Linked brushing + recomputation
For deeper analysis, combine Crosstalk (instant visual feedback) with Shiny reactivity (recomputed statistics):
# When chart A brushes, also trigger an R recomputation in chart B
observeEvent(input$`myIO-chartA-brushed`, {
sel <- jsonlite::fromJSON(input$`myIO-chartA-brushed`)
subset <- mtcars[rownames(mtcars) %in% sel$keys, ]

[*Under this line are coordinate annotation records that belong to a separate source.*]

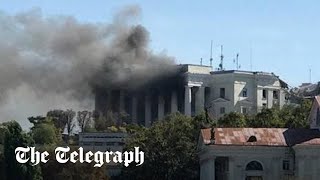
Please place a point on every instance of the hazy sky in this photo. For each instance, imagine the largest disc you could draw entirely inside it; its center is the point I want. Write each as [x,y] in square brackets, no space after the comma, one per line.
[283,36]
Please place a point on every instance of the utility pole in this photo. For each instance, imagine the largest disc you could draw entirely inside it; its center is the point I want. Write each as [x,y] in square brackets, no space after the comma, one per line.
[221,59]
[211,56]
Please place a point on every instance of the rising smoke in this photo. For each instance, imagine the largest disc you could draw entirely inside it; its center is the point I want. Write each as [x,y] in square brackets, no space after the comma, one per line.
[54,62]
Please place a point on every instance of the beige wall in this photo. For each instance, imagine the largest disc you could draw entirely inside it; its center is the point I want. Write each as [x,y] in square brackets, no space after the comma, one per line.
[235,82]
[306,167]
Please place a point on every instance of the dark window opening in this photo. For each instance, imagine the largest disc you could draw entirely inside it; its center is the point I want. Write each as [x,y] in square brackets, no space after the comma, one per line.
[222,110]
[264,94]
[222,92]
[275,95]
[286,165]
[244,110]
[318,117]
[252,139]
[254,166]
[244,92]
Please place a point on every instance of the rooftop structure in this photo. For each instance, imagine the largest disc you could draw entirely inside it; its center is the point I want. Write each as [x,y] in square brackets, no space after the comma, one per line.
[193,89]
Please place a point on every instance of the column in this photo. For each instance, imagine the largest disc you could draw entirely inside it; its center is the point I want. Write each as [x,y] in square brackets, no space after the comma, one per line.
[231,168]
[174,102]
[270,98]
[134,110]
[108,102]
[121,101]
[121,106]
[160,107]
[199,100]
[147,110]
[187,101]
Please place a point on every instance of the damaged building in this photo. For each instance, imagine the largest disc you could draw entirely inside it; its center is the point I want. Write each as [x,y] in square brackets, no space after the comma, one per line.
[191,90]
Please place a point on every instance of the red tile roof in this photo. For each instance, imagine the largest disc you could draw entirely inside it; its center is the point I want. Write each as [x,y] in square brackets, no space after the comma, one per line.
[317,99]
[263,136]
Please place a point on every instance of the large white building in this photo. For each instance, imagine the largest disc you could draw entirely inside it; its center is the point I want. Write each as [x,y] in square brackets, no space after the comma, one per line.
[261,153]
[193,89]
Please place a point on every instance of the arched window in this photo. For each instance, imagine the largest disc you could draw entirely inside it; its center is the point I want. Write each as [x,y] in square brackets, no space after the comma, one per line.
[254,166]
[252,139]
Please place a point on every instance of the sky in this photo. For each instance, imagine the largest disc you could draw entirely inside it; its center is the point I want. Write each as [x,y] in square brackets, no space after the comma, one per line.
[274,36]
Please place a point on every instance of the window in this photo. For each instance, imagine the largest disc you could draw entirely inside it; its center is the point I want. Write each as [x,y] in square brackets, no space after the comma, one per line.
[254,166]
[222,110]
[318,117]
[98,143]
[244,92]
[252,139]
[222,92]
[275,95]
[264,94]
[286,165]
[244,110]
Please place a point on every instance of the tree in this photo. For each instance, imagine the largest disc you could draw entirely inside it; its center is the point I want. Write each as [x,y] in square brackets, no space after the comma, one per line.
[58,118]
[296,116]
[14,137]
[44,133]
[74,171]
[63,119]
[43,130]
[170,150]
[84,118]
[233,119]
[267,118]
[69,114]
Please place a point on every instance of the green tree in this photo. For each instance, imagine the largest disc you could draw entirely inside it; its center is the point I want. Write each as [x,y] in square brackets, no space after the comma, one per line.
[14,137]
[169,147]
[232,119]
[267,118]
[84,118]
[63,119]
[296,116]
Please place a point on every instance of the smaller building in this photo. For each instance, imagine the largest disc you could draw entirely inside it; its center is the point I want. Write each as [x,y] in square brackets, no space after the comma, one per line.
[259,154]
[314,117]
[104,141]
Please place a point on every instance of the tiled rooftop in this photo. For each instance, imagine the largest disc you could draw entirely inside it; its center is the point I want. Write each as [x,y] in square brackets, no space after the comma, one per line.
[263,136]
[317,99]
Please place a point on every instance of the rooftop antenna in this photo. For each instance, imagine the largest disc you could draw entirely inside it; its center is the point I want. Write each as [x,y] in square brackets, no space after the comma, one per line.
[211,55]
[221,59]
[237,61]
[250,57]
[310,75]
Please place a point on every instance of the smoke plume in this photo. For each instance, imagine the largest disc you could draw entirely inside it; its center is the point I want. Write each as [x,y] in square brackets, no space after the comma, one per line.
[54,62]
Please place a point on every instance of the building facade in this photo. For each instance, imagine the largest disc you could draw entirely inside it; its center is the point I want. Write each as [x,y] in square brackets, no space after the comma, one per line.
[104,141]
[193,89]
[314,116]
[259,154]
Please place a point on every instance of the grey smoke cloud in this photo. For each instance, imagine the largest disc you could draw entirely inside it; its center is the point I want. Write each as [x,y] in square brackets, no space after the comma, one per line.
[54,62]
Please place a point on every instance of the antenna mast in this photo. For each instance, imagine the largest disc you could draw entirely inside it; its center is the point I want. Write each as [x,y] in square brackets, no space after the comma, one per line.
[221,59]
[237,59]
[211,55]
[310,75]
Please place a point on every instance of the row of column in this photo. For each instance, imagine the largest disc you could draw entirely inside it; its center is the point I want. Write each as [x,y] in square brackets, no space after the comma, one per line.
[199,103]
[148,105]
[199,99]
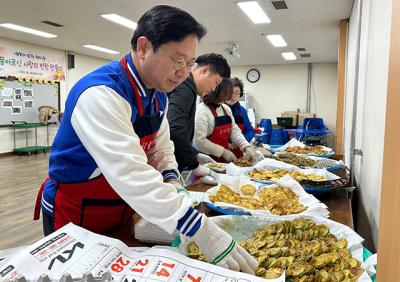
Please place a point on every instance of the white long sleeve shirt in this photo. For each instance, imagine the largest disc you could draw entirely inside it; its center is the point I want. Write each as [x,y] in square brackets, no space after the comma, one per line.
[204,127]
[101,119]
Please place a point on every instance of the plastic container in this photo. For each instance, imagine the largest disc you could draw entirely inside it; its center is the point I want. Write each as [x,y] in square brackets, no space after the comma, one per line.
[279,137]
[285,122]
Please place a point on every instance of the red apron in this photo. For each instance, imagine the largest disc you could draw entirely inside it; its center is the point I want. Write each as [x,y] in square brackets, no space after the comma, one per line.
[222,131]
[239,120]
[93,204]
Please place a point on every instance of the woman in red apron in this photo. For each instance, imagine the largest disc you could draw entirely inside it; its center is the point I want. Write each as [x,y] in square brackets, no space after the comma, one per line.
[215,127]
[240,115]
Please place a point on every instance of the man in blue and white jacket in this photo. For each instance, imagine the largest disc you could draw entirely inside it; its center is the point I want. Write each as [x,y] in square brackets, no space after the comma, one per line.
[112,154]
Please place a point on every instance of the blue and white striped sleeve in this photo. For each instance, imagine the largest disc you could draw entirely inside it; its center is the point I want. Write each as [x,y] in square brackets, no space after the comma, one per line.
[170,174]
[190,222]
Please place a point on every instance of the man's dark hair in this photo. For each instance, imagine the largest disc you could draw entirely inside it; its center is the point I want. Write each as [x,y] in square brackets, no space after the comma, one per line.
[223,92]
[216,62]
[162,24]
[239,83]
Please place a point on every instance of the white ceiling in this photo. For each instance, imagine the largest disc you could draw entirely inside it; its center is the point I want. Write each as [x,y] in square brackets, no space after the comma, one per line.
[313,24]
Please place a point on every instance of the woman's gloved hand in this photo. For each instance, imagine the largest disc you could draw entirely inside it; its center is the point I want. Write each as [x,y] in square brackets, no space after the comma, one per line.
[221,249]
[229,156]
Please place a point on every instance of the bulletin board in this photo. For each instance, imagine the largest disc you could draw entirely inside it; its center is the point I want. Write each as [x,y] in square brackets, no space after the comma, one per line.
[20,100]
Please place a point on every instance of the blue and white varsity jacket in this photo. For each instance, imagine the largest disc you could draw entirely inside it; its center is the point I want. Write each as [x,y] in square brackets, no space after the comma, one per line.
[96,136]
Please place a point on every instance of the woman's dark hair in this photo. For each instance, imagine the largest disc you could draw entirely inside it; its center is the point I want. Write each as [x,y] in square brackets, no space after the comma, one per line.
[162,24]
[239,83]
[223,92]
[216,62]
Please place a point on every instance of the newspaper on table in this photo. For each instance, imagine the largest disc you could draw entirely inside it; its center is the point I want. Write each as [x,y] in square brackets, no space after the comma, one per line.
[314,206]
[75,250]
[242,228]
[233,170]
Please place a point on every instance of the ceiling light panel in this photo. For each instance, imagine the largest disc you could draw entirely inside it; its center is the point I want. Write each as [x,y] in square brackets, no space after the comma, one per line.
[276,40]
[254,11]
[289,56]
[120,20]
[101,49]
[28,30]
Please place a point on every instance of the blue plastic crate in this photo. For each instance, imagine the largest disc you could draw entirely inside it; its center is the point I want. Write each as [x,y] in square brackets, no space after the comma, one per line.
[266,124]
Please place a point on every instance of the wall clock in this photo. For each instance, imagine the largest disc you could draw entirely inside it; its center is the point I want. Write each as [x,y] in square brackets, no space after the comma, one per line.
[253,75]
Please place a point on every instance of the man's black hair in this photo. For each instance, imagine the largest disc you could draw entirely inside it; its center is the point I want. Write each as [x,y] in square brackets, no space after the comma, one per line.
[216,62]
[162,24]
[223,92]
[239,83]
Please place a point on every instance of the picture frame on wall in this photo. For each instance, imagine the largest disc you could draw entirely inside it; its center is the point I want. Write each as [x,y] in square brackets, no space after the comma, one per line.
[17,93]
[7,103]
[28,93]
[16,110]
[28,103]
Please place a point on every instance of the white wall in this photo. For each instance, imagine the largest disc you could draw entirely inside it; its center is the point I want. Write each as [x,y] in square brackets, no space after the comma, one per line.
[83,65]
[284,88]
[371,107]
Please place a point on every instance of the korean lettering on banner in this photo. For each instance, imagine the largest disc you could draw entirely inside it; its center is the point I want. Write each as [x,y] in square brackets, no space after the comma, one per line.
[28,64]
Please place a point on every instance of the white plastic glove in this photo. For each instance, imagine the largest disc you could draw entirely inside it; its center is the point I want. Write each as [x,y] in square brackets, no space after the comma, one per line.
[229,156]
[249,154]
[201,170]
[205,159]
[221,249]
[178,186]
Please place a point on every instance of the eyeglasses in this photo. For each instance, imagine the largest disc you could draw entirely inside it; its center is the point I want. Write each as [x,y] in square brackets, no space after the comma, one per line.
[181,63]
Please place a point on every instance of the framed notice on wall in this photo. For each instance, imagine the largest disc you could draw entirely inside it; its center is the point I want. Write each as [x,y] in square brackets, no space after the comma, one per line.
[19,101]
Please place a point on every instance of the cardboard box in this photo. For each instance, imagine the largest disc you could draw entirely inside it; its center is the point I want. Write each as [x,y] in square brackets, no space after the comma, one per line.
[293,115]
[302,116]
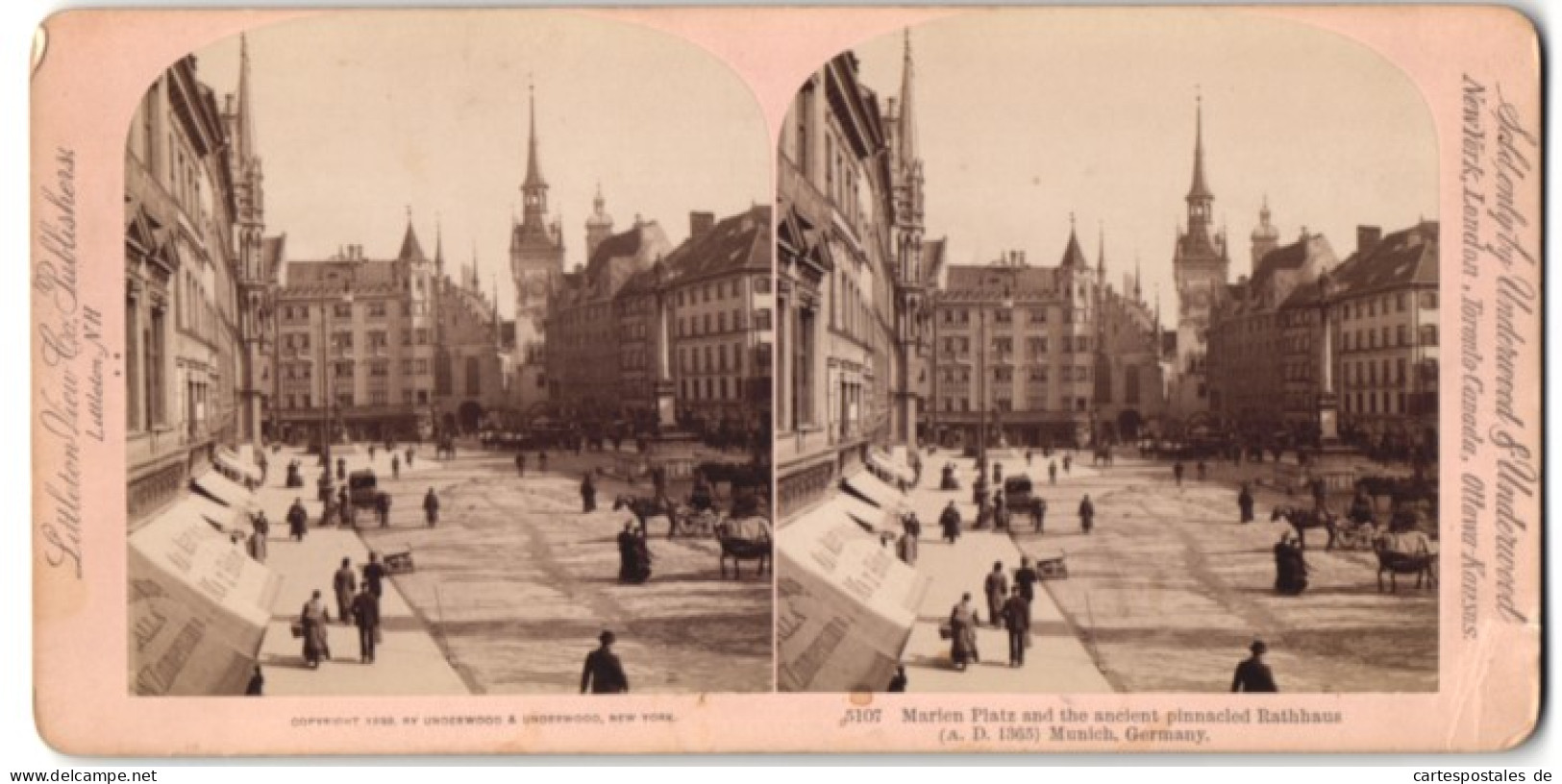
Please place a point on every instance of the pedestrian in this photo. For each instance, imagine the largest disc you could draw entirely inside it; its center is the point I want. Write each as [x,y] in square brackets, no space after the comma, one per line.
[344,584]
[962,634]
[312,619]
[899,681]
[262,529]
[366,614]
[1017,619]
[1253,675]
[604,672]
[432,508]
[374,575]
[587,496]
[997,588]
[1025,579]
[950,521]
[257,686]
[297,521]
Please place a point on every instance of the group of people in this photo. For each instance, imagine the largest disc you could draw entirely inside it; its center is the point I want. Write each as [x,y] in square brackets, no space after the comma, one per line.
[357,604]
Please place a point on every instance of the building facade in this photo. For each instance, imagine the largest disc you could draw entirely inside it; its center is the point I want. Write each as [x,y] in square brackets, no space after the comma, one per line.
[841,366]
[1382,306]
[187,347]
[1253,364]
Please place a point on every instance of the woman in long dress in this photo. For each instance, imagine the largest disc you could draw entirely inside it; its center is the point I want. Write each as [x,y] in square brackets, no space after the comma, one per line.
[316,646]
[962,633]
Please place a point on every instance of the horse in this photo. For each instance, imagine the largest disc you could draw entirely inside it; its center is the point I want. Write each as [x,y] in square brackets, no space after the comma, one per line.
[644,509]
[1303,519]
[1420,564]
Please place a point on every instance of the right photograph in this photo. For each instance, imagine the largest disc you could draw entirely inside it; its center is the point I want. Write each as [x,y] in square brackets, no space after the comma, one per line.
[1106,361]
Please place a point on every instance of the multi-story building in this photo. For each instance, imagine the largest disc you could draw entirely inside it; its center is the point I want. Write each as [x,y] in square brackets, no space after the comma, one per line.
[719,284]
[187,384]
[1249,356]
[1384,314]
[580,333]
[536,264]
[837,333]
[357,344]
[1200,264]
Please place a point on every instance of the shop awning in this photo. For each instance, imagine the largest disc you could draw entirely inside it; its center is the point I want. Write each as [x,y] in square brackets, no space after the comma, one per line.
[880,494]
[845,604]
[891,467]
[227,491]
[232,462]
[199,608]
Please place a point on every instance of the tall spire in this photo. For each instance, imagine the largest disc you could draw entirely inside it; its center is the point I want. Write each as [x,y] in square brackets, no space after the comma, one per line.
[533,169]
[245,114]
[907,124]
[1200,187]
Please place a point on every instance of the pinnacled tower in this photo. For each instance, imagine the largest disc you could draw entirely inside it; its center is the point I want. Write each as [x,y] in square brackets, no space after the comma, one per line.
[536,262]
[1200,267]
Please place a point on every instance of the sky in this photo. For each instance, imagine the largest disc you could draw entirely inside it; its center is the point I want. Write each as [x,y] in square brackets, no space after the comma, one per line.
[362,116]
[1029,116]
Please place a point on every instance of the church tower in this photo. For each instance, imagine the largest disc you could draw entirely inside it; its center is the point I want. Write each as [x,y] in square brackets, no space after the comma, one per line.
[536,264]
[1266,236]
[1200,267]
[599,225]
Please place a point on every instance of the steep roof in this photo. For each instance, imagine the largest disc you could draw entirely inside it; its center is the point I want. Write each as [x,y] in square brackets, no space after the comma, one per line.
[1404,258]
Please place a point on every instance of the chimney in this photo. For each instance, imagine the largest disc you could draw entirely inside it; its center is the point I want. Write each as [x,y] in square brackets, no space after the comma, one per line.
[1367,237]
[700,222]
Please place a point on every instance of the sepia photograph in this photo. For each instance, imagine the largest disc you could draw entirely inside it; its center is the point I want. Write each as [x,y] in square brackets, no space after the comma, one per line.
[447,362]
[1107,361]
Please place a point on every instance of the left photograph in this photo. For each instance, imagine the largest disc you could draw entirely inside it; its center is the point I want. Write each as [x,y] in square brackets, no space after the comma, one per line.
[449,362]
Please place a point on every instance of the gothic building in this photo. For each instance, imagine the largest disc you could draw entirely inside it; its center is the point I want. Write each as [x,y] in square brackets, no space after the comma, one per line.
[536,264]
[1200,262]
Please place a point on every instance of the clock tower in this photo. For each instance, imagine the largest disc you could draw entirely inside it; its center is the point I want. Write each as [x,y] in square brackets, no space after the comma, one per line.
[536,262]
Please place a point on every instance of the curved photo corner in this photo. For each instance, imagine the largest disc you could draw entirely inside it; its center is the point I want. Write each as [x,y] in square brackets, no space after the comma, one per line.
[449,362]
[1191,444]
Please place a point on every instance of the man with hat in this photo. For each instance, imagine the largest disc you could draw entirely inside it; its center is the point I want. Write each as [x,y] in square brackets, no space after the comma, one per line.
[1253,675]
[604,672]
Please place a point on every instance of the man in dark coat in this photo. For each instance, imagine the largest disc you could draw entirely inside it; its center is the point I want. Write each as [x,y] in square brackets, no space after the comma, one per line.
[344,584]
[374,575]
[997,588]
[604,672]
[432,508]
[366,614]
[297,521]
[1253,675]
[950,521]
[1245,503]
[1017,619]
[587,496]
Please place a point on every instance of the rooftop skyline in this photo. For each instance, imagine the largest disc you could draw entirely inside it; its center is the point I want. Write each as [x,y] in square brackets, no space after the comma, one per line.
[1032,120]
[367,119]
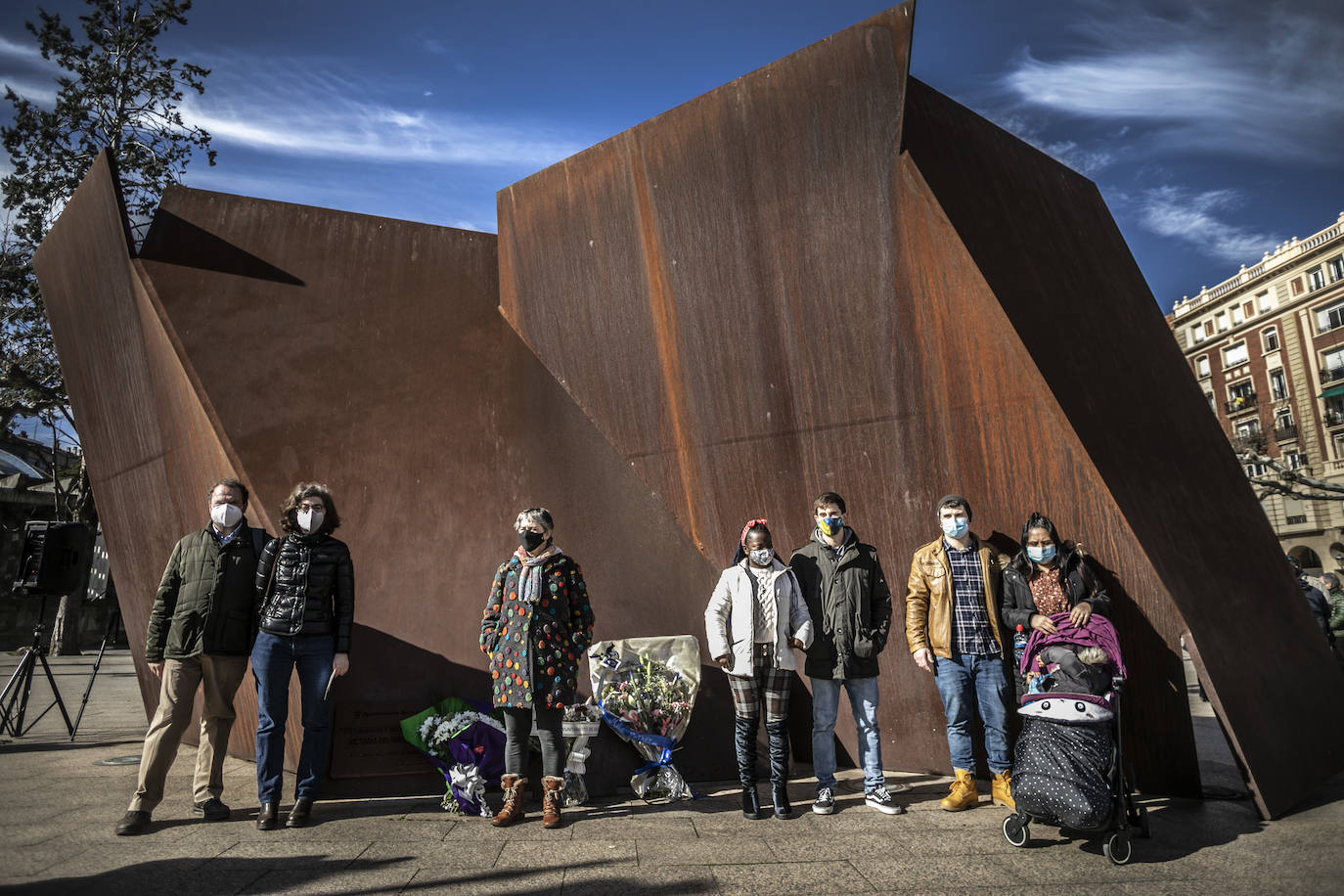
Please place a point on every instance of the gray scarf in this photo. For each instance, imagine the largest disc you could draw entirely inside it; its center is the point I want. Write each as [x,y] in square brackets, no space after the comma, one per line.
[530,578]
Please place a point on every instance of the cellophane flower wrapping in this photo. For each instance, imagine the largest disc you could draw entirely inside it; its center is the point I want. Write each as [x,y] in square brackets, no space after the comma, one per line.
[647,691]
[581,722]
[467,744]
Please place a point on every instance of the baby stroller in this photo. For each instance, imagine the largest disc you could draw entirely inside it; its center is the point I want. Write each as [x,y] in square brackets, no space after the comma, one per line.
[1067,766]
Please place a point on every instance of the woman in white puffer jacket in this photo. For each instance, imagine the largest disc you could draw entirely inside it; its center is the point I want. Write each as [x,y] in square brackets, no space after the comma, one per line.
[754,621]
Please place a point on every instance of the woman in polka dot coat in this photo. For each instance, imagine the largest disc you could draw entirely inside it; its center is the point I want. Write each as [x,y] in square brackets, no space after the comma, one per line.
[536,623]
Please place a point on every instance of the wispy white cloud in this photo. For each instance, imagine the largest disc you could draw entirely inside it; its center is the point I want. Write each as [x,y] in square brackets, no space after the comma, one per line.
[305,112]
[1254,79]
[19,50]
[39,92]
[1088,161]
[1200,219]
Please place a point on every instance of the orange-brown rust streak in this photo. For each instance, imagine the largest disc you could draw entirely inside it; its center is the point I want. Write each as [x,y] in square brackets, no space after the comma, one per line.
[668,338]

output$chartB <- renderMyIO({
myIO(data = subset) |>
addIoLayer(type = "regression", label = "refitted",
mapping = list(x_var = "wt", y_var = "mpg"))
})
})This gives two-speed feedback: instant highlight via Crosstalk, then a smooth transition to a refitted model via Shiny.
Parameter Sliders
Add sliders below the chart that control transform parameters. Moving a slider triggers Shiny re-rendering — the chart recomputes and animates to the new state.
Try it
Open Interactions > Parameter Slider in the app above. Drag the confidence level slider and watch the CI band narrow or widen in real-time as the regression recomputes.
Code
output$sliderPlot <- renderMyIO({
ci <- input$`myIO-sliderPlot-slider-ci_level`
if (is.null(ci)) ci <- 0.95
myIO(data = df) |>
addIoLayer(type = "regression", label = "Yield Model",
mapping = list(x_var = "day", y_var = "yield"),
options = list(method = "lm", showCI = TRUE, level = ci, showStats = TRUE)) |>
setSlider("ci_level", "Confidence Level", 0.80, 0.99, ci, 0.01) |>
setAxisFormat(xLabel = "Day of Experiment", yLabel = "Yield (mg)")
})How it works
-
setSlider()renders an HTML range input below the chart - On drag, the slider sends its value to
input$myIO-{id}-slider-{param} - This invalidates the
renderMyIOreactive, which recomputes the chart with the new parameter value - D3 transitions animate the change smoothly
The slider is Shiny-only. In static HTML it renders disabled with a tooltip explaining the limitation.
Multiple sliders
setSlider() is additive — call it multiple times:
Debounce
For heavy transforms, increase the debounce to avoid excessive re-renders:
setSlider("span", "LOESS Span", 0.1, 1.0, 0.5, 0.05, debounce = 500)Shiny Input Reference
All myIO Shiny inputs follow the pattern
myIO-{outputId}-{event}:
| Input key | Trigger | Payload |
|---|---|---|
myIO-{id}-brushed |
Brush end or clear | { data, extent, keys, layerLabel } |
myIO-{id}-annotated |
Annotation add/remove/clear | { annotations, action, latest } |
myIO-{id}-slider-{param} |
Slider drag (debounced) | Numeric value |
myIO-{id}-rollover |
Hover on element | JSON data point |
myIO-{id}-dragEnd |
Point drag completed | { point, layerLabel } |
myIO-{id}-error |
Render error | Error message string |
Static HTML vs Shiny
Not every feature requires a running Shiny server:
| Feature | Static HTML | Shiny |
|---|---|---|
| Brush selection | Visual highlight + scoped CSV export | + reactive input$brushed
|
| Annotations | Click to label + CSV export | + reactive input$annotated
|
| Linked brushing | Crosstalk client-side linking | + server-side recomputation |
| Parameter sliders | Disabled (renders with default) | Full reactive recomputation |
| Drag points | Live regression refit | + reactive input$dragEnd
|
| Tooltips | Always work | + reactive input$rollover
|
| CSV/PNG export | Always work | Always work |
The I/O system is designed so that static HTML gets the best experience possible — brushing and annotation work without Shiny. The Shiny layer adds reactive data flow on top.